Schimmelpfennig, der an der Münchner Falckenberg-Schule das szenische Handwerk erlernte, bei Dieter Dorn assistierte und zeitweise in Istanbul Reportagen schrieb, kennt diesen Überdruss augenscheinlich nicht. Er sucht die Stoffe für Stücke nicht - sie suchen ihn eher heim. "Ich könnte nicht sagen: Diesen oder jenen Einfall hab' ich jetzt aus dem Kino", erklärt er.
Zumeist erfinde er eine Situation. Dann könne es sein, dass die Plots zunächst gut abliegen müssen. Er habe "das Klima, die Farbe" zu einem Stück recht bald im Kopf. Dann könne es passieren, dass ihn der (schreiberische) Mutwille reite: "Ich suche Stoffe, die schnell von null auf hundertachtzig beschleunigen. Mir liegt daran, Stoffe in eine Eskalation hineinzutreiben." Dadurch betreibe ein ruhiger Mensch wie er übrigens Aggressionsabbau. In den Theaterstücken Schimmelpfennigs deklamieren nicht einfach ein paar Figuren dasjenige, was ihnen ein einfühlsamer Autor in den Mund legt - sondern sie erklären (häufig) die szeni- sche Versuchsanordnung, indem sie sie beschreiben.
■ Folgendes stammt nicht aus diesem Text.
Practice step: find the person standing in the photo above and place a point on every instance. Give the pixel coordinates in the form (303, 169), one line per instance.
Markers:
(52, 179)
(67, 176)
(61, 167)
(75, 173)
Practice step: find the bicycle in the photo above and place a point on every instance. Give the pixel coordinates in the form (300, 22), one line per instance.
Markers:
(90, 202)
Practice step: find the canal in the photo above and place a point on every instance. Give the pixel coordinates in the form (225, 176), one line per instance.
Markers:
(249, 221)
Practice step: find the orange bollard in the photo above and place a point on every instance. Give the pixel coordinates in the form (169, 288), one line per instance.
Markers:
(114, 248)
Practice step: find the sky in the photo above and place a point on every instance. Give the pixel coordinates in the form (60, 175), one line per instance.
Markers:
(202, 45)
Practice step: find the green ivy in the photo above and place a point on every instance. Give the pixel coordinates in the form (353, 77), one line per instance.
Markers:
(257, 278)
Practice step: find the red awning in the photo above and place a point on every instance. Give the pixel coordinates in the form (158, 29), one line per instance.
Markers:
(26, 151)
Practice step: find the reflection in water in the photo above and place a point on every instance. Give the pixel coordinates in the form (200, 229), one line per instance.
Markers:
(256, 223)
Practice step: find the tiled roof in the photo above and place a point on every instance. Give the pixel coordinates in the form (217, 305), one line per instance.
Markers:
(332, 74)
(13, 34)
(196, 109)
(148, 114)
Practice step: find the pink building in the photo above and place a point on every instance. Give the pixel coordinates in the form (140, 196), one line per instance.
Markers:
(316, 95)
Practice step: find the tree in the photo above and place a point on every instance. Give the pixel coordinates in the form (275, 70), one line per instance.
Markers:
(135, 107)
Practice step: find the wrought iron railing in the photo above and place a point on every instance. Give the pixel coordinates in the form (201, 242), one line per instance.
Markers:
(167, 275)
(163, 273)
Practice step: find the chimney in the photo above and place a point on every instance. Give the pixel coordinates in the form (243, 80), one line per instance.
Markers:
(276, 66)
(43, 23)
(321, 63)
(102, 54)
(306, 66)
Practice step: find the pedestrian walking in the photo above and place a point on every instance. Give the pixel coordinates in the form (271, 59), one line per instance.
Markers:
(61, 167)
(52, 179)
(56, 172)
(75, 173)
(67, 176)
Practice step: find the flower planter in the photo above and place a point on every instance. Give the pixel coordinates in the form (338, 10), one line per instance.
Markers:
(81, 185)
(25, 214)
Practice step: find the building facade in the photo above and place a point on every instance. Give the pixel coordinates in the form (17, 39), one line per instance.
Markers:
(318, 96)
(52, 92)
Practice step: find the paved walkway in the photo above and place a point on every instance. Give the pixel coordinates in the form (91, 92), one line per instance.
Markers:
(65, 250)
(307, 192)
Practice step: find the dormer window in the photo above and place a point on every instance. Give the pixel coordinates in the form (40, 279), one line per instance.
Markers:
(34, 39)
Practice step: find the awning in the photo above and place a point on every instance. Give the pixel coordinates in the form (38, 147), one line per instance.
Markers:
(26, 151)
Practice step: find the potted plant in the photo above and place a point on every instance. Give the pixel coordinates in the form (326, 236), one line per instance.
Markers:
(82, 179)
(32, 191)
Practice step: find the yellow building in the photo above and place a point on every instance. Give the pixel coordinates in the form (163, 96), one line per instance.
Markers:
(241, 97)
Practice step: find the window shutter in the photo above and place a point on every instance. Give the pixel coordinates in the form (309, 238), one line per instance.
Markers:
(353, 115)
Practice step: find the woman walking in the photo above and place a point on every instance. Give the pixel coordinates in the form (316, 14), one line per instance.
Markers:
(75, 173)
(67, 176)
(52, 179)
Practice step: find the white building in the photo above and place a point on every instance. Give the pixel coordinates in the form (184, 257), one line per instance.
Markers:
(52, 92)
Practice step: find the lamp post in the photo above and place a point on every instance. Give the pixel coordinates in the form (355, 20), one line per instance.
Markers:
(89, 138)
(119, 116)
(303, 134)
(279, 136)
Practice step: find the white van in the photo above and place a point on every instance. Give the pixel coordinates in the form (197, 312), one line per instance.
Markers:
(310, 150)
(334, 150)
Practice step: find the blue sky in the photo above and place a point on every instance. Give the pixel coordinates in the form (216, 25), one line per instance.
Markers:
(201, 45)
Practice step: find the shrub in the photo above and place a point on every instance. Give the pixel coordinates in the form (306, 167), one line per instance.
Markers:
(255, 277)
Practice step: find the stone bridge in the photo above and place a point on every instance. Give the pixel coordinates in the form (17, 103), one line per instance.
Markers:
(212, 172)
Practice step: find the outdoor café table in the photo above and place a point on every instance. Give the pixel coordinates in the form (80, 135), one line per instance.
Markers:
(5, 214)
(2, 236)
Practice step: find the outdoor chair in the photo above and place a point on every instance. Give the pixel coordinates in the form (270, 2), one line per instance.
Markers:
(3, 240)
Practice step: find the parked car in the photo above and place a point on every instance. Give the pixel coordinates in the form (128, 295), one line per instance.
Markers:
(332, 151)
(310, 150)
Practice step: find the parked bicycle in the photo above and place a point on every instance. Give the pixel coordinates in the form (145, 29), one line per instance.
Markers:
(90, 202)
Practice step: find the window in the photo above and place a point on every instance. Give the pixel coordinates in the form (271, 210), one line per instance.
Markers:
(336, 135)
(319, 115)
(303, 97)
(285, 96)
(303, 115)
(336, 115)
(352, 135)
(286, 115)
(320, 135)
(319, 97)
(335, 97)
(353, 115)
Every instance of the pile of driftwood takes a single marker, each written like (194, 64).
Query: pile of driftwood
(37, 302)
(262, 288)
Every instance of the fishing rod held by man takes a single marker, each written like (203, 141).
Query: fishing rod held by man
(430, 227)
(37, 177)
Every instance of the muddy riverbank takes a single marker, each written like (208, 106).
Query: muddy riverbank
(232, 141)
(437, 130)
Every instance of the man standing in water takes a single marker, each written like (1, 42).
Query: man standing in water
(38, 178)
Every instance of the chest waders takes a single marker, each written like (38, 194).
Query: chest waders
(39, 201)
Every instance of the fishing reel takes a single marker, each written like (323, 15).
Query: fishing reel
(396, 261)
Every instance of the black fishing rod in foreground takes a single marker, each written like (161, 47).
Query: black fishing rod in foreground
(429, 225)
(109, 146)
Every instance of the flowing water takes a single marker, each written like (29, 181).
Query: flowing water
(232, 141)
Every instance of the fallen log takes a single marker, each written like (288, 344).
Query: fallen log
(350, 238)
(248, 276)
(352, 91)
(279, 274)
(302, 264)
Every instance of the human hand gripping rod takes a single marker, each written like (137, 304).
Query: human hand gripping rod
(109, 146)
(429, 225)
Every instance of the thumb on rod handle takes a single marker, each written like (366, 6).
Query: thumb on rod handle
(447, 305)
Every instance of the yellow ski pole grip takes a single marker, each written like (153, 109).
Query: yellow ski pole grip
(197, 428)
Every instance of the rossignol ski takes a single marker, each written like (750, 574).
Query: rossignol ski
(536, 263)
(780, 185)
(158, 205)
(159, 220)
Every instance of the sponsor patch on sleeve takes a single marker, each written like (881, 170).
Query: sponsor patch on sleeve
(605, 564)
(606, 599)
Die Bilder dieser auf 16 Stücke angeschwollenen Rätselwelt sind kalt, klirrend und alltäglich-absurd. Man verliert sich in ihnen - wie jener Mann in Vorher/Nachher, der in den Farbdruck einer Flusslandschaft hineinsteigt wie in einen Einbaukasten, um im "Jenseits" dieser Bild-Erfindung eine industrielle Revolution auszulösen.